Ciphers & Keys

The most cursory glance inside the Triangular manuscript will show that it is composed in cipher. As we discussed in previous chapter, there are several manuscripts out there, each slightly different from the other. Perhaps not too surprisingly, the same goes for the ciphers and their keys.

For the first time ever, we present here three cipher keys from different sources for your study and contemplation.

MS 209

If you have examined the sources available online at length, you may have come across this key, which once accompanied MS 209. Written in clear hand, it displays the French letters followed by the cipher key equivalent.

We see that letters K and W are present but do not have cipher equivalents. We notice that letters G, H, I, S, and Y as well as possessive contraction d’ (Eng: “of” or “belonging to”) have more than one cipher symbol associated with them. Pay attention to the second symbol for letter H – a sort of twisted spiral with a downward stroke and a serif on the bottom. This symbol does not appear anywhere in this manuscript, yet, curiously, it is present here. Similarly, notice the possessive contraction d’ and its two cipher equivalents. These two do not appear anywhere in this manuscript. Last, notice that the last cipher key, an elaborate ampersand, is supposed to stand for “etc.” or “and so on.” This translation is not correct: the symbol does appear in the manuscript but its meaning is “and” (Fr: “et”) rather than “and so on” (Fr/Lat: “etc”).

MS 210

We now come to MS 210 and its key. A quick look shows us similarities to the one in MS 209. Yet a thorough examination shows important differences.

Generally speaking, the writer took greater care with tracing of the cipher symbols and while they seem to be written on simple notebook paper, they are crisp and clear.

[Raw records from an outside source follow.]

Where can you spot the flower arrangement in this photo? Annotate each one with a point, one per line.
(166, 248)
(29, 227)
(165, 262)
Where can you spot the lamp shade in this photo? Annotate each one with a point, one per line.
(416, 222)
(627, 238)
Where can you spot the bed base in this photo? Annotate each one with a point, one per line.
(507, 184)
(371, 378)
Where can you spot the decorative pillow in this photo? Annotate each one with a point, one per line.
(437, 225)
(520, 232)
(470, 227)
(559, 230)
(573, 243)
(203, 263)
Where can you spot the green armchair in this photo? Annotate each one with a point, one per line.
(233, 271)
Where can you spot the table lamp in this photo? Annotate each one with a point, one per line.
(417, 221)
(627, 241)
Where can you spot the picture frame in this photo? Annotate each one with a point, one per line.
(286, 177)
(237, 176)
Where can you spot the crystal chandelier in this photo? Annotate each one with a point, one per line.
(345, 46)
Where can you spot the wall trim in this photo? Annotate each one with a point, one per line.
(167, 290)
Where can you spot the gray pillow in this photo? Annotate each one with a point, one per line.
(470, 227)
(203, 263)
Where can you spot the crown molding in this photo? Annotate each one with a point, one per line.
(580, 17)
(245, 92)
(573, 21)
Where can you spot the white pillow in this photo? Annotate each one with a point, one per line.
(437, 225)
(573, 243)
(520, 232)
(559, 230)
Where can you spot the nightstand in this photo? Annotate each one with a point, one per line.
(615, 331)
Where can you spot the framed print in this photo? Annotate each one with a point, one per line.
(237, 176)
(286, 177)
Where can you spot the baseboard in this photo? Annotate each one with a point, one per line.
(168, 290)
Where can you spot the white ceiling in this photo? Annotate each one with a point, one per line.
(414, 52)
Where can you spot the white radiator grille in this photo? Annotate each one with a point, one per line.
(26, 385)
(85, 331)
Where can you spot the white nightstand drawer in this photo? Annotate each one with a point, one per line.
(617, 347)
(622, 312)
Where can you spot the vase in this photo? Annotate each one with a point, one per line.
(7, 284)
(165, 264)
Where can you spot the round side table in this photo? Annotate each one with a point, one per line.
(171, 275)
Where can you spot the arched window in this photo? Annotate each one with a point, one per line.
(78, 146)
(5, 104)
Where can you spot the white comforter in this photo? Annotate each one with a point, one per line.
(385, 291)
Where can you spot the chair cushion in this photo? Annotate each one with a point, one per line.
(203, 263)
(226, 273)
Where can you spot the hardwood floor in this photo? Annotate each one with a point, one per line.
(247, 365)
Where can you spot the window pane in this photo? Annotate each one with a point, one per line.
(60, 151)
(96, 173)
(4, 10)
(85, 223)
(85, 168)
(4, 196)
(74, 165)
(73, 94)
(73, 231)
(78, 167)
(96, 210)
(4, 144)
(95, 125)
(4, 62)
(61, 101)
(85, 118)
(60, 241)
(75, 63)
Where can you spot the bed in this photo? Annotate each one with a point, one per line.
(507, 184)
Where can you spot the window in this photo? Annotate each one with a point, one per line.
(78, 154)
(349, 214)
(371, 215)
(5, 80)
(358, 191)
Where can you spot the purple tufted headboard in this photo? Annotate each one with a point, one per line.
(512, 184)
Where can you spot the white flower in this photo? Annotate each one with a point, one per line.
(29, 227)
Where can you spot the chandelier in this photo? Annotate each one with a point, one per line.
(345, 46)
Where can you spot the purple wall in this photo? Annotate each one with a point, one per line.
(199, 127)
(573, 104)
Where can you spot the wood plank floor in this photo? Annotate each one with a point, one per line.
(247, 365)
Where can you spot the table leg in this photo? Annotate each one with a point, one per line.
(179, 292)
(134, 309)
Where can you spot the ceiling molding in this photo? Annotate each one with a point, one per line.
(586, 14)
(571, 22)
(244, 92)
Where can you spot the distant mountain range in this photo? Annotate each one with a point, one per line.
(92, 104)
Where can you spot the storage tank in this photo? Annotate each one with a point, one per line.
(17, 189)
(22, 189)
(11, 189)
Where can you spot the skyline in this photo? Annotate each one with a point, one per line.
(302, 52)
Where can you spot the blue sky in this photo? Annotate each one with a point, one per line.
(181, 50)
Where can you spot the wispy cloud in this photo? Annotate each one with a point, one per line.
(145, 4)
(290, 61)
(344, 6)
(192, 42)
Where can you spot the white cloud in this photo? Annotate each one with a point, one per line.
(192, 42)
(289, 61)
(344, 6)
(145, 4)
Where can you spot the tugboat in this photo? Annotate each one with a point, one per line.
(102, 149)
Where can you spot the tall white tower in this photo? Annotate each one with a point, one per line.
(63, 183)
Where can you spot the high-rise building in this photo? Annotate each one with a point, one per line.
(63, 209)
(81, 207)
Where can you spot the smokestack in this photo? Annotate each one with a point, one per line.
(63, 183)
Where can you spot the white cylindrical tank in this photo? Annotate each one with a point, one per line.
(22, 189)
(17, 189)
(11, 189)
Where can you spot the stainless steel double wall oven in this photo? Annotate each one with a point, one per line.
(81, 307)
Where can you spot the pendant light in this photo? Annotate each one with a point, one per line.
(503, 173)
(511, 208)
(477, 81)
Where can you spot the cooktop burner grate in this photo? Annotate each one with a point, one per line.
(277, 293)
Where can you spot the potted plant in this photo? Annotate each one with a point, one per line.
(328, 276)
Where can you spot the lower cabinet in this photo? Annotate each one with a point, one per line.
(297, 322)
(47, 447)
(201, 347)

Similarly to MS 209, the writer prepared a space for letter K but never filled its cipher equivalent. They did not, however, make the same effort for letter W, which does not appear in the manuscript. Letters G, H, I, S, Y and contraction d’ still have two symbols each. Letter H and contraction d’ have similar secondary symbols that do not appear in the manuscript. Initially, they seem to have missed the cipher symbol for letter X and this is (later?) added in pencil. Similarly, symbol for “per” (Eng: “by” or “in the name of”) is corrected to “nom” (Eng: “name”) and symbol for “etc.” (Eng: “and so on”) is corrected to “et” (Eng: “and”). These corrections suggest a greater care and understanding of the underlying text. Before we read too much into this, we should again remark that the lack of cipher symbol for letter K is puzzling, as this letter appears multiple times in the manuscript. Its absence in the key indicates that whoever was preparing it did not cross-check with the actual text or, more likely, did not understand the words they were translating/deciphering.

Wellcome 4668

Along with hastily written translation of the text, Wellcome 4668 offers a visually superb key. It is evenly spaced, well drawn, and does not exhibit the hesitancy of the previous keys (e.g. multiple cipher symbols for each letter).

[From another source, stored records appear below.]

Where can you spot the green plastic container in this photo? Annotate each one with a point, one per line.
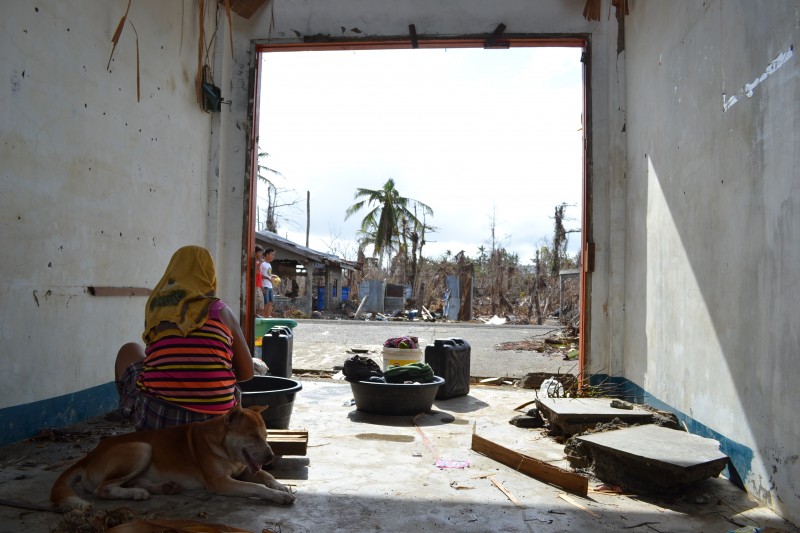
(263, 325)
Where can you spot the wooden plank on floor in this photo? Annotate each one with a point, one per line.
(288, 441)
(119, 291)
(569, 481)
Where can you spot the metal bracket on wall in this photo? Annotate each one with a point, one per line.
(493, 41)
(412, 31)
(589, 261)
(118, 291)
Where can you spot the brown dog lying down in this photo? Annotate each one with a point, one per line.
(224, 455)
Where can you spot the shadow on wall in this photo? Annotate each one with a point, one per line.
(712, 260)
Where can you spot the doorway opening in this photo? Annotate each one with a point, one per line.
(493, 141)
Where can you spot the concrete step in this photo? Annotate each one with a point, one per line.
(652, 459)
(568, 416)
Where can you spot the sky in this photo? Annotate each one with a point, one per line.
(475, 134)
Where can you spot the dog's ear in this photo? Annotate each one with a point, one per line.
(234, 413)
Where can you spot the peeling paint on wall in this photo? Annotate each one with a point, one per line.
(747, 90)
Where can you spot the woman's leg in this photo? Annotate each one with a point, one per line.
(129, 353)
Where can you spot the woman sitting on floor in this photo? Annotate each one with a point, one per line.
(195, 351)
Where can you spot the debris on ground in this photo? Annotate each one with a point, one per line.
(534, 380)
(537, 469)
(532, 419)
(92, 521)
(621, 404)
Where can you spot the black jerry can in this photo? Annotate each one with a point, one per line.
(449, 359)
(276, 351)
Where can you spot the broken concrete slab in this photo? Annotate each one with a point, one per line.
(653, 459)
(568, 416)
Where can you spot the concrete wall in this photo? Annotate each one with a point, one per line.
(97, 188)
(713, 227)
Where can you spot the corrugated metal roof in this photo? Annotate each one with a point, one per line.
(321, 257)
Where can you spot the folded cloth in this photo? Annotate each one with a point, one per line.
(402, 342)
(415, 372)
(360, 368)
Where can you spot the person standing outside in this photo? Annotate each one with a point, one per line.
(259, 292)
(267, 278)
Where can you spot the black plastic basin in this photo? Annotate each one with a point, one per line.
(274, 392)
(395, 398)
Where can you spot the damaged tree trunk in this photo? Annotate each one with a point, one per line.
(536, 288)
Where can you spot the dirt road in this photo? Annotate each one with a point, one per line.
(323, 344)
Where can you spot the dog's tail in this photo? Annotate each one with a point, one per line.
(63, 495)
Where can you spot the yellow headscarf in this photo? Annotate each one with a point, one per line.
(179, 303)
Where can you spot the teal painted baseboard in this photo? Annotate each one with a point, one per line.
(741, 457)
(26, 420)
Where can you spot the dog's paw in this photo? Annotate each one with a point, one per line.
(285, 498)
(138, 494)
(170, 487)
(75, 503)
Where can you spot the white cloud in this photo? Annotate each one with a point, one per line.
(465, 131)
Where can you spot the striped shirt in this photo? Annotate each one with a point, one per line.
(194, 372)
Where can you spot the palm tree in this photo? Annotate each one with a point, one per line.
(383, 221)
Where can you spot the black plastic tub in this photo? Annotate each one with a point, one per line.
(395, 398)
(274, 392)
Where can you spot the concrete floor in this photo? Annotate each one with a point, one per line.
(371, 473)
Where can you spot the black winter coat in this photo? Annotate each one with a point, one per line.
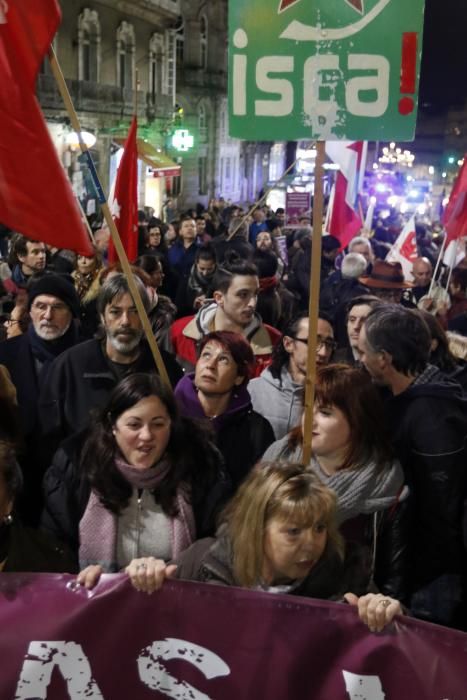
(428, 423)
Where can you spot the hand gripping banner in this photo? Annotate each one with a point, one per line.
(200, 642)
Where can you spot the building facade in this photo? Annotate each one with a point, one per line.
(166, 60)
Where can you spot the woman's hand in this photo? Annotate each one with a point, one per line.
(89, 577)
(375, 610)
(148, 574)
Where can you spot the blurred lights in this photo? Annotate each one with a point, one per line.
(397, 156)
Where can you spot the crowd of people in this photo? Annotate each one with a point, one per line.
(106, 468)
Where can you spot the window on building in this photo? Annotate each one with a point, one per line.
(157, 66)
(170, 75)
(180, 42)
(89, 39)
(125, 55)
(223, 122)
(202, 125)
(203, 37)
(202, 175)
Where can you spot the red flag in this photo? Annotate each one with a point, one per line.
(35, 196)
(345, 222)
(455, 214)
(124, 206)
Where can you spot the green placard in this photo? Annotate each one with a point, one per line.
(324, 69)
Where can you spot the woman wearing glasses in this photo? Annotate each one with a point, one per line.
(278, 393)
(351, 454)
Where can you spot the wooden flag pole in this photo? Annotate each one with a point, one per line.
(313, 305)
(86, 222)
(438, 263)
(58, 75)
(260, 201)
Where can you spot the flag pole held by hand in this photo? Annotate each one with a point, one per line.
(58, 75)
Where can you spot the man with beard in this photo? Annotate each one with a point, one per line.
(80, 381)
(53, 304)
(426, 413)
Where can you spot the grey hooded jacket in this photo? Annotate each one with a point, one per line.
(278, 400)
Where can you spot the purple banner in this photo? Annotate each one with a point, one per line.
(199, 642)
(297, 204)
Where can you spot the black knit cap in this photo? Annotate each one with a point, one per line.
(60, 286)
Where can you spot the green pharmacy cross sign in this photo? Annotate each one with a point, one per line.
(324, 69)
(182, 140)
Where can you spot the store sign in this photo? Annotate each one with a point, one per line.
(327, 69)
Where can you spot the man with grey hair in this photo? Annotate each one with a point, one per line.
(362, 245)
(434, 300)
(82, 379)
(340, 287)
(427, 418)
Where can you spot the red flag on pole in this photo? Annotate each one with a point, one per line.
(36, 198)
(404, 249)
(455, 214)
(344, 221)
(124, 205)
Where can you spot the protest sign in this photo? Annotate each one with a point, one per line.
(202, 642)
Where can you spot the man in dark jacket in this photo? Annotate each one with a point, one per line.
(53, 304)
(82, 379)
(427, 415)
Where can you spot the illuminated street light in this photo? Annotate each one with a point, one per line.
(396, 156)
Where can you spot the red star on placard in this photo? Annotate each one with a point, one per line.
(356, 4)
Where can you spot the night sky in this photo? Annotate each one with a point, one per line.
(443, 80)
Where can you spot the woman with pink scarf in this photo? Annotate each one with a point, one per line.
(142, 481)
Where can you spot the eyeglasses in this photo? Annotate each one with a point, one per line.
(329, 344)
(54, 308)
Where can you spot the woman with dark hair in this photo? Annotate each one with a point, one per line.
(216, 392)
(22, 548)
(154, 243)
(279, 534)
(142, 479)
(278, 392)
(352, 455)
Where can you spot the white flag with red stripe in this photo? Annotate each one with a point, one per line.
(405, 250)
(344, 220)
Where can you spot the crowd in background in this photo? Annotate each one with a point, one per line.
(103, 467)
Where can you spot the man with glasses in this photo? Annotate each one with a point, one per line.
(278, 393)
(52, 304)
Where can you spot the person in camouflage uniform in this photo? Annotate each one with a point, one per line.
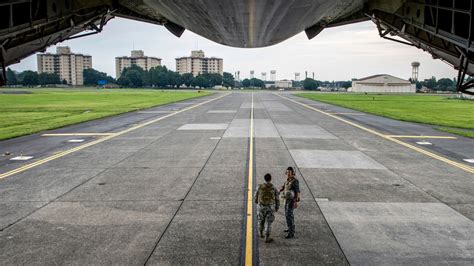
(268, 202)
(291, 194)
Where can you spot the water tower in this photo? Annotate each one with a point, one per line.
(297, 76)
(272, 75)
(414, 72)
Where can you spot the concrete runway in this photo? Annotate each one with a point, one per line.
(169, 186)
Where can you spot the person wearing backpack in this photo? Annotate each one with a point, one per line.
(291, 194)
(268, 202)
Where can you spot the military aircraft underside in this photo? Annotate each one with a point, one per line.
(444, 28)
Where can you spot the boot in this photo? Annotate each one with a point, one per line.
(268, 239)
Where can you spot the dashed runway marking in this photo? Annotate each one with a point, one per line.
(154, 112)
(75, 140)
(420, 137)
(204, 126)
(423, 143)
(333, 159)
(222, 111)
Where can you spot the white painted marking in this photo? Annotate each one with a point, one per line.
(334, 159)
(204, 126)
(154, 112)
(423, 143)
(222, 111)
(322, 199)
(75, 140)
(21, 158)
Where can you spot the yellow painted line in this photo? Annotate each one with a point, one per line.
(347, 113)
(78, 148)
(412, 147)
(249, 224)
(76, 134)
(420, 137)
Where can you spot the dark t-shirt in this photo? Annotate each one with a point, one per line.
(295, 186)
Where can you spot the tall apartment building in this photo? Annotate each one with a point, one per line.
(137, 58)
(66, 65)
(197, 64)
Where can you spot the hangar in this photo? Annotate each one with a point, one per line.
(383, 83)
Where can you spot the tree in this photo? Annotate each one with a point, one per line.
(48, 78)
(11, 77)
(430, 83)
(310, 84)
(228, 80)
(30, 78)
(200, 81)
(445, 84)
(246, 83)
(132, 77)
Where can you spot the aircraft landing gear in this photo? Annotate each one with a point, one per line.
(464, 86)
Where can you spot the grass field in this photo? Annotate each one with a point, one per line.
(36, 110)
(451, 115)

The format is slightly different: cipher symbol first and French letter second, evenly divided into two sections of 14 and 11 glyphs. Letters K and W are absent without any indication of lacuna for later filling. We see a slight correction for letter X, written in pencil, in a style similar to MS 210. Ampersand (symbol &, shorthand for “and”) appears after letter Y. Letter J follows, suggesting a phonetic rather than alphabetic approach. Letter K is absent along with Z and contraction d’, although there is a pencil note with a symbol for this on the right side without explanation. Contraction “per” seems corrupted to “pour” (Eng: “for”).

For those knowledgeable in this domain, we also present a partial watermark of the paper.

A sign of the crown with words ???inal ??? Mill shows through.


Examining three known cipher keys we see that all, without exception, show some errors and omissions, though they diverge enough to suggest their own histories. None provide a full key. None even include all the cipher symbols present in each manuscript. Overall, we get an impression of cipher key kept or maintained separately from the ciphered text without a full understanding of the latter.

However, any one of these would be sufficient to get a good basic understanding of the text on its surface level. In other words, they serve as a first hint that draws the curious into the mystery of the Triangular Book.